Liberté académique : l’Algérie épinglée par l’indice mondial AFI 2026

Placée en « zone rouge », le pays dans les mains des bureaucrates qui brutalisent le savoir avec leur médiocrité

dimanche 29 mars 2026, par Djamel Damien Boucheref

Enfermée dans la "zone rouge" de la répression intellectuelle, l’Algérie affiche un bilan alarmant en matière de libertés universitaires. Selon l’indice mondial AFI 2026 publié par l’Université d’Erlangen-Nuremberg et l’Institut V-Dem, le pays s’enfonce dans un verrouillage structurel où l’autonomie des campus est quasi nulle.
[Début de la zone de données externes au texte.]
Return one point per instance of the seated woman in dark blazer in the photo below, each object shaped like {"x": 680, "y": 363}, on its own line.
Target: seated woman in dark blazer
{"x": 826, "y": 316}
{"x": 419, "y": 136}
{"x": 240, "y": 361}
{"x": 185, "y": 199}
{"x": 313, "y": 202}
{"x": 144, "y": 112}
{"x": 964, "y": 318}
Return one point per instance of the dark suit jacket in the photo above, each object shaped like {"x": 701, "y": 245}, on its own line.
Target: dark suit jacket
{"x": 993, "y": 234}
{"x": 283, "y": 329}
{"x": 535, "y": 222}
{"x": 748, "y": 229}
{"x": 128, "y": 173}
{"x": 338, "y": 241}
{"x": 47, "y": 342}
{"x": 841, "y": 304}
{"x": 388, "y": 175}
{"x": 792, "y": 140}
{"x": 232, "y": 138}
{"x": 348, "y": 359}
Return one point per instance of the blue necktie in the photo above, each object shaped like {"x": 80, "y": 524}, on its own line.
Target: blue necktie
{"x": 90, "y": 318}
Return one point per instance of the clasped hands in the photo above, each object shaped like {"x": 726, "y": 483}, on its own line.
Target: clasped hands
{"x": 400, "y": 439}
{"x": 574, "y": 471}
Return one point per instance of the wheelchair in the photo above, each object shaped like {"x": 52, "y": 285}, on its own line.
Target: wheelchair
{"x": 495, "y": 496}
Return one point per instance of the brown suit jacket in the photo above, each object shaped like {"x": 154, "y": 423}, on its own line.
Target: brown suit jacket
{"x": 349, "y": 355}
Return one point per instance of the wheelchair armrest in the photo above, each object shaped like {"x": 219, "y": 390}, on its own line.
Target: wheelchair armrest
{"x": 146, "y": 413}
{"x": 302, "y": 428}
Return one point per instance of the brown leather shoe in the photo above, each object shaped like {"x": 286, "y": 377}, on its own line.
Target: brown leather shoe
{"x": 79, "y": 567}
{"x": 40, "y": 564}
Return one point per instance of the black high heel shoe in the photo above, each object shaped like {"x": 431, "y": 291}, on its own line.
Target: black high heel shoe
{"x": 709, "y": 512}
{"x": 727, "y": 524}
Entre autocensure sur les sujets tabous (Hirak, armée, corruption) et fuite massive des cerveaux vers l’étranger, le diagnostic des chercheurs internationaux est sans appel : en 2026, l’université algérienne demeure un instrument de reproduction du pouvoir plutôt qu’un espace de libre pensée.

Chaque année, le baromètre mondial de la liberté académique fait mal à plusieurs gouvernements. En 2026, celui de l’Algérie est clairement dans la zone rouge. Publié le 17 mars 2026, l’Academic Freedom Index (AFI 2026) — conçu par des chercheurs de l’Université Friedrich-Alexander d’Erlangen-Nuremberg (FAU) en Allemagne et de l’Institut V-Dem de l’Université de Göteborg en Suède — livre un diagnostic sans appel sur la situation des universités algériennes. L’Algérie s’y retrouve dans la région MENA, identifiée comme l’une des zones les plus restrictives au monde.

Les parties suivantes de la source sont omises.